Given these premises, two major issues to be addressed concern the efficient loading of the active compound in the polymeric gel and an improved understanding of solutes mobility in the gel matrices¹⁵. The literature provides both experimental studies and theories related to diffusion mechanisms of small molecules in macromolecular networks^16,17. Pulsed field-gradient spin-echo (PGSE) NMR spectroscopy is a well-established structural method widely used to study the translational diffusion of small molecules in solvents¹⁸ or the self-diffusion of pure liquids. The recent developments of high resolution magic angle spinning (HR-MAS) NMR technology made it possible to collect high resolution NMR data of mobile molecules in heterogeneous suspensions¹⁹, gels and swellable polymers^20,21. Indeed, the experimental setup combining HR-MAS NMR spectroscopy and the PGSE pulse sequence provides a unique opportunity to observe the solute molecules in the host's molecular environment. Important data on the transport properties of the entrapped drug molecule within a gel matrix can thus be obtained. High quality experimental data can thus be obtained allowing a more rational design of nanostructured host-guest systems.

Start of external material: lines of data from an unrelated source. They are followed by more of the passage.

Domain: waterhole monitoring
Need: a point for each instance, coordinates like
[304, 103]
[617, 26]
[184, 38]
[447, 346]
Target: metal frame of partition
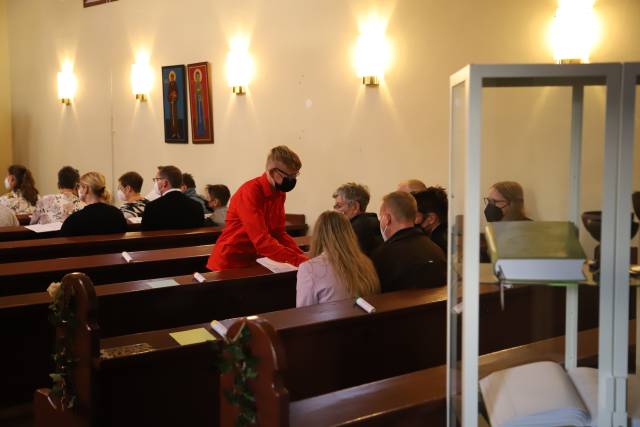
[614, 275]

In the present work we describe the detailed protocols for the following steps: i) synthesis and purification of two different formulation of CDNS cross-linked with EDTA polymers (Figure 1), referred to as CDNSEDTA, and characterized by different CD/cross linker molar ratio: 1:4 (CDNSEDTA 1:4) and 1:8 (CDNSEDTA 1:8); ii) the preparation of drug-loaded hydrogels for both CDNSEDTA 1:4 and CDNSEDTA 1:8. In this step we used, as model drug molecule, the popular non-steroidal anti-inflammatory ibuprofen sodium salt (IP); iii) the thorough investigation of the transport properties of IP within the CDNSEDTA hydrogels via PGSE-HRMAS NMR spectroscopy. The method we propose here is based on the measurement of the mean square displacement (MSD) of the encapsulated drug within the hydrogel followed by the analysis of the time dependence of the MSD.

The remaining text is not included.